Ainda Estou Aqui onquistou mais um prêmio neste sábado (27/9), reforçando sua trajetória de sucesso. Vencedor do Oscar de Melhor Filme Internacional de 2025, o longa de Walter Salles recebeu o Prêmio Lihuén de Melhor Filme Ibero-Americano, concedido pela primeira vez pela Academia de Artes Cinematográficas do Chile.

Em comunicado oficial, Walter Salles celebrou o trabalho do que chamou de “família de Ainda Estou Aqui”. Ele ressaltou a admiração da equipe pelo cinema chileno. Ele destacou também como o país abordou questões como memória e resistência.

“O Chile viveu uma das ditaduras mais violentas da América Latina e conseguiu processar mais de 1.500 militares envolvidos em torturas e assassinatos. A Justiça chilena determinou que a Lei da Anistia não se aplicava a crimes contra a humanidade, o que foi exemplar. Além disso, instituições como o Museu da Memória e dos Direitos Humanos simbolizam a importância de combater o esquecimento. Por tudo isso, este reconhecimento tem um peso muito especial para o nosso filme”, afirmou o cineasta.

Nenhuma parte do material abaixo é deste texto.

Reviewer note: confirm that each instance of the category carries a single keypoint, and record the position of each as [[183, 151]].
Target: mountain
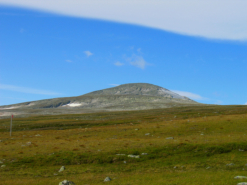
[[133, 96]]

Vale destacar que este é o 66º prêmio concedido ao loga de Walter Salles. O diretor não compareceu à cerimônia, mas se fez presente através da produtora Maria Carlota Bruno, que estava presencialmente no Centro Cultural Gabriela Mistral, em Santiago. Ela enfatizou a relevância de Ainda Estou Aqui ser premiado na primeira edição que distingue obras faladas em português e espanhol. “Descobri que Lihuén significa ‘luz’ em mapuche. Que bonito que Ainda Estou Aqui receba um prêmio com esse nome, pois o filme busca iluminar a história de Eunice Paiva e sua família, e, através dela, a de tantas famílias que sofreram na ditadura. Que essa luz nos acompanhe sempre, para seguir contando e compartilhando nossas histórias”, complementou Maria Carlota.

Ainda Estou Aqui

Sobre o longa

O filme acompanha a história de Eunice Paiva, interpretada por Fernanda Torres (vencedora do Globo de Ouro e indicada ao Oscar de Melhor Atriz), e sua família durante a ditadura militar brasileira. Ao longo da narrativa, Eunice enfrenta injustiças e desafios pessoais enquanto busca a verdade sobre os crimes cometidos contra seu povo. Com uma abordagem sensível e intensa, o longa mostra como memória, resistência e luta por justiça moldam a vida de milhares de brasileiros naquele período, destacando a coragem de famílias que não se deixaram silenciar.

O longa chegou ao catálogo da Globoplay em abril.